Aug 28, 2011 at 15:42

Congratulations to the author, this essay has just proven that the current banking system is corrupt and WAS designed to do exactly what it has done, given an ILLUSION of prosperity while stealing the savings of workers.

Quote: "What if inflation isn’t a mistake, but a policy?" Indeed it is, it was "baked in the cake" when the Federal Reserve Act was enacted in the U.S. in 1913 removing money creation and regulation from the people's representatives to private bankers. This "mother of all Ponzi schemes" has allowed a few elites to benefit from the labour of millions and has now become entrenched in all the countries of the world employing a fractional reserve Central banking system.

Quote: "The only time inflation helps pay off a mortgage is when earnings are keeping pace with prices. They’re not." Exactly right, and WHY? Because the fiat currency system is a recipe for perpetual debt. Since ONLY the principal of a loan is ever created, it necessarily follows mathematically that the only way interest can be paid is if there are an exponentially increasing number of NEW and BIGGER loans being contracted to BORROW our currency supply into existence, all the while INTEREST accumulates as DEBT, which just keeps getting rolled over so no final settlement is possible.

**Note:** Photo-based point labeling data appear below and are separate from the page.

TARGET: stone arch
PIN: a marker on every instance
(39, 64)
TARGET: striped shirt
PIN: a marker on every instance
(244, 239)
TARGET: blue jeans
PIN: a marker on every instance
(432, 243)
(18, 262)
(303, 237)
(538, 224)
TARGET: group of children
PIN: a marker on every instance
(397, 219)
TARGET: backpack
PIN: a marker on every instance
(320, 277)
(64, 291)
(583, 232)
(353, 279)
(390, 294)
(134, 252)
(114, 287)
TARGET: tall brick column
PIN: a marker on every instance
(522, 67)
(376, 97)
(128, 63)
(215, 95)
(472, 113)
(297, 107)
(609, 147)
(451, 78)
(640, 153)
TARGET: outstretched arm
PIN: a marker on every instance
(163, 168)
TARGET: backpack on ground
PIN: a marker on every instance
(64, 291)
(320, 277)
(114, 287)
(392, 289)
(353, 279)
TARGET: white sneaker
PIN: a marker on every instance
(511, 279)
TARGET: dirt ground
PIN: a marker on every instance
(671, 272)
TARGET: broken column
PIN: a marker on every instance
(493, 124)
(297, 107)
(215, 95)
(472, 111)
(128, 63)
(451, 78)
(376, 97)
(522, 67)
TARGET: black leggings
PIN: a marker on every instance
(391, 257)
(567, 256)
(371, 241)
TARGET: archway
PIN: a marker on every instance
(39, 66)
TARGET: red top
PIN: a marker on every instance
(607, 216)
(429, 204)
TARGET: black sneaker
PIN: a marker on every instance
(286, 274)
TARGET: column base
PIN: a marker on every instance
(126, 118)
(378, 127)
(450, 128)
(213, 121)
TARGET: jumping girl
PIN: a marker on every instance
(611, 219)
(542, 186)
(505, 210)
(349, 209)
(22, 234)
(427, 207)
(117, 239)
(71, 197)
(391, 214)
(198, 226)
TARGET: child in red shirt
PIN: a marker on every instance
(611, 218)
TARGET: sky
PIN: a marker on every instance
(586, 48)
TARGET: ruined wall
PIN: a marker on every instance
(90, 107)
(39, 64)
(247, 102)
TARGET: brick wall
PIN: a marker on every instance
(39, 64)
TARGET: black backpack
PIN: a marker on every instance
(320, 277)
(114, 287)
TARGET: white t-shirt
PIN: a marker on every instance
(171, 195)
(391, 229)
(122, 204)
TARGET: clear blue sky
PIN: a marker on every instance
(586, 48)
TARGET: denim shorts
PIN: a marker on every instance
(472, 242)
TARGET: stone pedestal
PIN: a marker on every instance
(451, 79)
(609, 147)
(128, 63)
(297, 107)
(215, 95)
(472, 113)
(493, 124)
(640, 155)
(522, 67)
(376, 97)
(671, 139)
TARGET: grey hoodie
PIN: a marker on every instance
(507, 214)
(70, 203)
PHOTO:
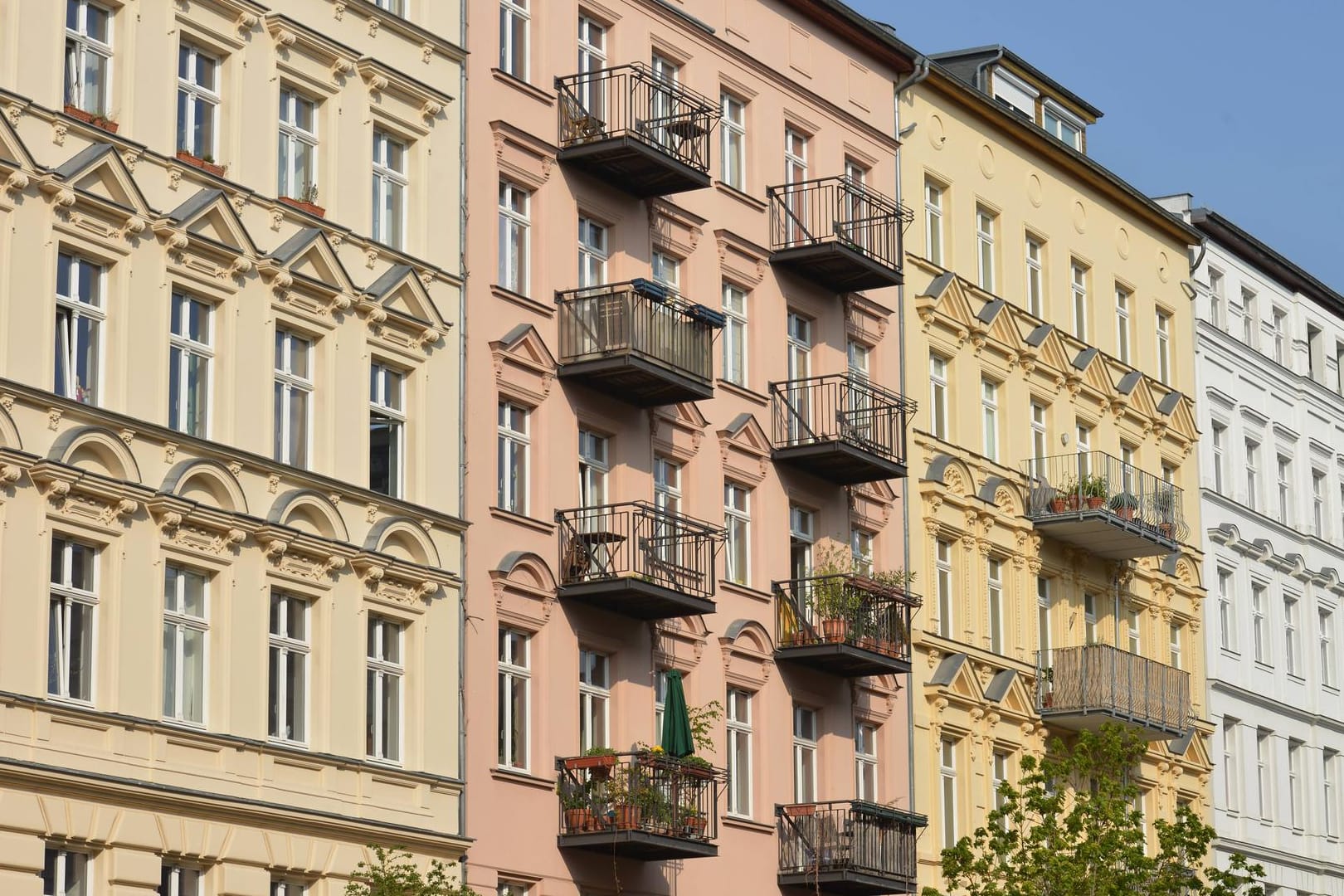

If you doubt that, consider the honest sworn testimony of a Canadian Central Banker from 1939 before Parliament; Graham Towers then Bank of Canada Governor stated quite accurately that "every bank loan is a new creation of money, and when it is paid back it ceases to exist" and when you understand that in its deepest implications, then the "financial mess" the whole world, but particularly Europe and the U.S. where the system has been entrenched the longest, ceases to be a mystery.

It is all simple mathematics, cleverly designed to enslave the world for the benefit of an elite few banking families.